Magazine Media’s Half-Full Glass
Magazines may have an opportunity to lure marketers back to print, but platform dominance on digital remains an issue.
One of the takeaways from last week’s AMMC conference was Linda Thomas Brooks’ declaration that 2017 is the “Year of Magazine Media.” Brooks, head of the MPA, opened the conference by declaring that in an era of fake news, clickbait, and internet inundation, trusted media brands are more valuable than ever.
And with growing concern about poor ROI for programmatic advertising and rampant digital ad fraud, magazine media — whose largest companies actually offer a sales money-back promise — has an opportunity to lure marketers back to print.
These things all bode well for the magazine brands, and print magazines in particular, Brooks believes. As consumers start to do “extreme vetting” of news sources (I heard that term yesterday in relation to media consumption), they’ll gravitate toward premium brands. And as they do, media companies can share that benefit with marketers, Brooks told a group of Folio: and min staffers earlier this week.
Marketers can use this moment as an opportunity to reinvest in brand-related marketing — traditional advertising — which is focused on building awareness and positive perception. Indeed, Brooks said, the direct-response nature of digital advertising has resulted in “overharvesting” of the lower end of the purchase funnel.

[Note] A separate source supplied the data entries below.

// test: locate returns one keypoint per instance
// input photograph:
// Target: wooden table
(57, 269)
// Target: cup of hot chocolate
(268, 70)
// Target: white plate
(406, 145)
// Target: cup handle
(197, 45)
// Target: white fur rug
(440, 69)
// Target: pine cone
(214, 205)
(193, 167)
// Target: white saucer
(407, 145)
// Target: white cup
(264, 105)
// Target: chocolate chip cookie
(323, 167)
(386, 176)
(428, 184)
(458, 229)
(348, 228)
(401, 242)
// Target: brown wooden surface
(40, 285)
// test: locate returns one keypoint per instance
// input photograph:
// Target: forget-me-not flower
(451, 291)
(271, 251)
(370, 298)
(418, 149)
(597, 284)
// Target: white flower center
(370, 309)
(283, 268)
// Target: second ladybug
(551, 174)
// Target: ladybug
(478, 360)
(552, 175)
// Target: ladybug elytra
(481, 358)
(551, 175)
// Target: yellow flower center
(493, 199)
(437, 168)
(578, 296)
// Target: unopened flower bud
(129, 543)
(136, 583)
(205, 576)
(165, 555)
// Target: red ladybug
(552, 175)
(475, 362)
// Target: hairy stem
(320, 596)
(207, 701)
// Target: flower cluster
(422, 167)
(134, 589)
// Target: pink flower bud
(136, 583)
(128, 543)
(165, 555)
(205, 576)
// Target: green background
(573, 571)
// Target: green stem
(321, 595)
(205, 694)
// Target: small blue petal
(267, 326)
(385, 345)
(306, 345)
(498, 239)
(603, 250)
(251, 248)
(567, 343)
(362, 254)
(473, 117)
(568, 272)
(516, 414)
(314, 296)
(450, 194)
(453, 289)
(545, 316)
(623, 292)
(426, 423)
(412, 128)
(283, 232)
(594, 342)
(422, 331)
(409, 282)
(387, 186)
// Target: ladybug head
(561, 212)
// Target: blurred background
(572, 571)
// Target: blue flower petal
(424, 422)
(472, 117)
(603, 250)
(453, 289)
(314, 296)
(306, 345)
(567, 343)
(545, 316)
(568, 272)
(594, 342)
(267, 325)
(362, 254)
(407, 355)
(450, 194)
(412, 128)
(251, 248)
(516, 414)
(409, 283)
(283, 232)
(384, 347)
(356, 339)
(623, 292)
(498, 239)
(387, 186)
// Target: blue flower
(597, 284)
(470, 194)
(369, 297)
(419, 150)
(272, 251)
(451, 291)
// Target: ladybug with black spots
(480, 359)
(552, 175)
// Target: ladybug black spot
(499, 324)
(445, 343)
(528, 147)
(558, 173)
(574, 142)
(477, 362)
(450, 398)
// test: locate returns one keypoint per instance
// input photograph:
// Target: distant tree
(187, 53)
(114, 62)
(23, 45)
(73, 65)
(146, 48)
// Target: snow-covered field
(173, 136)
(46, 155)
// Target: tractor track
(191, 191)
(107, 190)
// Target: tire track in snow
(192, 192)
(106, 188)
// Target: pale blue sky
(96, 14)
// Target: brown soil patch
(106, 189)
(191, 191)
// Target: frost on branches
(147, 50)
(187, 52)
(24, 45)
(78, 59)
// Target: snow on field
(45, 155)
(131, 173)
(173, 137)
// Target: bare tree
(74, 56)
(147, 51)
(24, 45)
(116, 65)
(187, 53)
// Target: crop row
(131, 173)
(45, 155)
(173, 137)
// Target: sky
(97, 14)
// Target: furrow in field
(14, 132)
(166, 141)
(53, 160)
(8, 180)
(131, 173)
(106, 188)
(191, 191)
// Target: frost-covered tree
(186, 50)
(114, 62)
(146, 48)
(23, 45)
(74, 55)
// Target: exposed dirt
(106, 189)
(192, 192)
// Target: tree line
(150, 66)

At the meeting, Brooks presented the MPA’s deck on the value of magazine media. It’s very impressive. It suggests that magazines — print magazines by themselves, not including their digital extensions — have more reach than the top-rated television programs. It suggests that print media is neurologically superior for recalling and comprehending messages. It claims that magazine media brands generate more social media content than any other media. And that the number-one brand on Facebook, Twitter, and Instagram is National Geographic.
That’s all pretty incredible.
But here’s the thing: The facts as they stand in the market in the early part of 2017 don’t support this happy narrative. Platforms — especially Google and Facebook — are dominant. Seriously. Those two companies alone had more than $100 billion in 2016 revenue. That’s billion as in “B.” That’s more than twice the size of the magazine industry and about five times larger than the newspaper industry.
On the other hand, major magazine-media companies are in a sustained period of layoffs and turbulence.
So how does one reconcile these vastly divergent narratives? Brooks’ take is that the giant platforms of today may not be as dominant at some point in the future.
“Have you ever seen a tech company just go up?” she asked.